El Obispo
Auxiliar de la Arquidiócesis de Los Ángeles (Estados Unidos), Mons. Robert
Barron, señaló que en la actualidad es “urgente” la evangelización dirigida al
número creciente de personas que no se identifica con ninguna religión
“La manera en
que evangelizamos debe tomar al mundo por los hombros y sacudirlo de su apatía.
Tenemos una pelea en nuestras manos, pero los grandes santos de nuestra Iglesia
siempre han amado la buena pelea y nosotros también deberíamos”, dijo Mons.

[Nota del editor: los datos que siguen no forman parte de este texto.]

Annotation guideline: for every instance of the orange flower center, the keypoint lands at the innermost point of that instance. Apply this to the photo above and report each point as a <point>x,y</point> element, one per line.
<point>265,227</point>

Barron a una multitud de obispos y líderes católicos reunidos un 4 de julio en
una conferencia titulada “Equipando Evangelizadores”, realizada en Orlando, en
el estado de Florida.
El Obispo, con
más de 15 años de experiencia en la evangelización, dijo que existen 3 desafíos
y 3 oportunidades que los evangelizadores católicos enfrentan hoy y deben tomar
en cuenta.
1. Primer reto:
El cientificismo
De acuerdo con
Mons. Barron, el compromiso de la cultura con el “cientificismo” o creencia
filosófica de que el único conocimiento valioso es el conocimiento científico,
es uno de los grandes retos que enfrentan hoy los evangelizadores.
“Permítanme ser
claro: la Iglesia Católica no tiene nada en contra de las ciencias, la Iglesia
apoya la ciencias. Lo que la Iglesia se opone es al cientificismo o la
reducción de todo conocimiento a la forma científica del conocimiento”, afirmó.
Luego aseguró
que el cientificismo no se puede descubrir a través del método científico.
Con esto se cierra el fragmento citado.